2
votes

In my use case, i am hitting the 150 value limit on an sns subscription filter policy as described in Filter policy constraints at filter policies. In total, I expect to have about 500 to 1500 values that I would like to use as inclusion criteria in my filter policy.

It appears there is a limit of one filter policy per sns subscription as well. Applying a second filter policy json via the cli set-subscription-attributes overlays the first filter policy json. Finally, it appears there is a limit of one subscription on an sns topic per subscribing resource (such as an sqs queue) per my reading of sns subscribe. Using the cli subscribe multiple times for same topic and queue, returned the same subscription arn each time.

So my only options are to add more sqs queues whenever i hit the 150 value limit, each queue getting its own subscription to the sns topic -- or come up with a different filter policy, that would be less precise in my use case, and do the additional filtering inside my subscriber app to stay below the 150 value limit.

I did not see any SO threads on this. Am I missing something or has anyone found a better way around the 150 value filter policy limit via aws cli or sdk?

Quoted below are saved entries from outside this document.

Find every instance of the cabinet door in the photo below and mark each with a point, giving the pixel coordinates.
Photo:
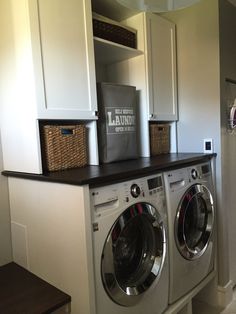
(161, 50)
(67, 89)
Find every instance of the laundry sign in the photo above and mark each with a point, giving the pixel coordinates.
(120, 120)
(117, 138)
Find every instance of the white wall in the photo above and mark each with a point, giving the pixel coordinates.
(5, 237)
(198, 61)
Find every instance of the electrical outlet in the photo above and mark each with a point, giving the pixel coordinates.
(208, 145)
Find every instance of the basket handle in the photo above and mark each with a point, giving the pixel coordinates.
(65, 131)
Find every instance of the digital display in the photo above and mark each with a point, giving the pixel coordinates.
(205, 169)
(154, 183)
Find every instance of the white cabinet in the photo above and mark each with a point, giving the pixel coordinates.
(52, 237)
(153, 73)
(161, 65)
(64, 59)
(47, 72)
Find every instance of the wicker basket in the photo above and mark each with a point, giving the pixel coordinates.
(159, 139)
(65, 146)
(113, 31)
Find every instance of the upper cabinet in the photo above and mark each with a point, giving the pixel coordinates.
(161, 65)
(63, 56)
(47, 72)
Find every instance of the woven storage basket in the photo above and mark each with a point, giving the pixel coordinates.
(113, 31)
(159, 139)
(65, 146)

Additional background info: The subscriber app is an existing prod service that produces data quality metrics on newly arriving instances of parquet datasets, which are contained in an enterprise s3 data lake and have been on-boarded for this division-level service. As part of the on-boarding of lake datasets to this service, we add them to the filter policy of our subscription to a data lake SNS topic. This topic publishes a list of dataset attributes (s3 bucket, key, dataset name, time stamp, etc) to subscribers for all puts of lake dataset instances — spanning 000s of datasets and a large number of buckets. We do not control this enterprise-level SNS topic, but can subscribe to it. Currently, our subscriber app sees one message per day, per on-boarded dataset. The subscribing app runs in an auto-scaling group that scales based on the number of messages visible in our sqs queue. It has some functionality to discard non-conforming messages. Recently, we hit the filter policy limit when we attempted to extend the service to additional datasets in the lake. I am leaning toward changing our filter policy to include only messages for puts to our divisional-level s3 buckets, then doing dataset-level filtering inside the app. Have to see how this impacts the auto-scaling.

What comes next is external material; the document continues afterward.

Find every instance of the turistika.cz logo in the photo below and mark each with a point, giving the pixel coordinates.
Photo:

SUBSCRIPTION_ARN=`aws sns --profile myProfile subscribe --topic-arn arn:aws:sns:us-east-1:123456789012:mySNS --protocol sqs --notification-endpoint arn:aws:sqs:us-east-1:999999999999:mySQS --return-subscription-arn` 
aws sns --profile myProfile set-subscription-attributes --subscription-arn $SUBSCRIPTION_ARN --attribute-name FilterPolicy --attribute-value file:///myUser/github/repo/filter_policy1.json

where filter_policy1.json is limited to 150 dataset values and takes the form:

{
    "dataset": [
      "datasetname_1",
      "datasetname_5",
      "datasetname_256"
    ],
    "_SUCCESS": [
      "True"
    ]
}
1
What is your use-case that requires so many filters? Can you explain what you are wanting to achieve, without specifically referring to how you want to achieve it? For example, are you wanting to send messages to large groups of users, or individual users? How often are you sending these messages? What subscription types are they (app, SMS)? Please edit your question to add these details rather than replying in a comment.John Rotenstein
@JohnRotenstein - I added some additional context - hoping it is helpful for a responseBilboC

1 Answers

2
votes

Just to close this off for now...

Current:

SNS Topic => SQS Subscriber (150 value limit)

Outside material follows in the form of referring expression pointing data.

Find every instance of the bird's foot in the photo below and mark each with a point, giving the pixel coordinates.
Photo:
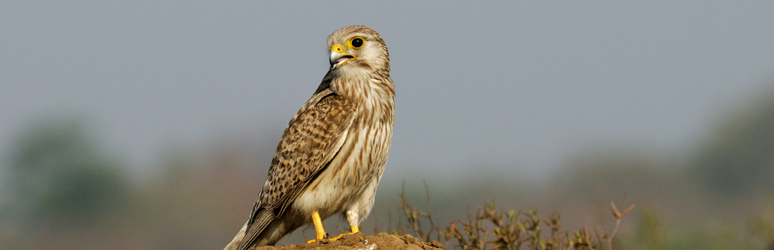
(342, 235)
(323, 240)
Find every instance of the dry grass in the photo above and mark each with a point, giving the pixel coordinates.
(490, 227)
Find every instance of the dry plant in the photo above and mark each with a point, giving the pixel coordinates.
(493, 228)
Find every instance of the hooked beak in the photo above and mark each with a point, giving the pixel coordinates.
(339, 56)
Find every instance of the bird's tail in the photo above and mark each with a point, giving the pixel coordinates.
(250, 234)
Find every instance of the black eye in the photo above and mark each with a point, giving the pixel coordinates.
(357, 42)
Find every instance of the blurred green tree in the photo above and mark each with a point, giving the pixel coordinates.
(59, 174)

Solution: we decided to insert multiple lambda subscribers between the SNS Topic and SQS; each lambda runs identical code to write subscribed sns events to our SQS; not great, but allows our app to support several hundred datasets and stay with existing app architecture until we need something more scalable

SNS Topic => lambda1 Subscriber (1st 150 datasets) => SQS
SNS Topic => lambda2 Subscriber (2nd 150 datasets) => SQS
...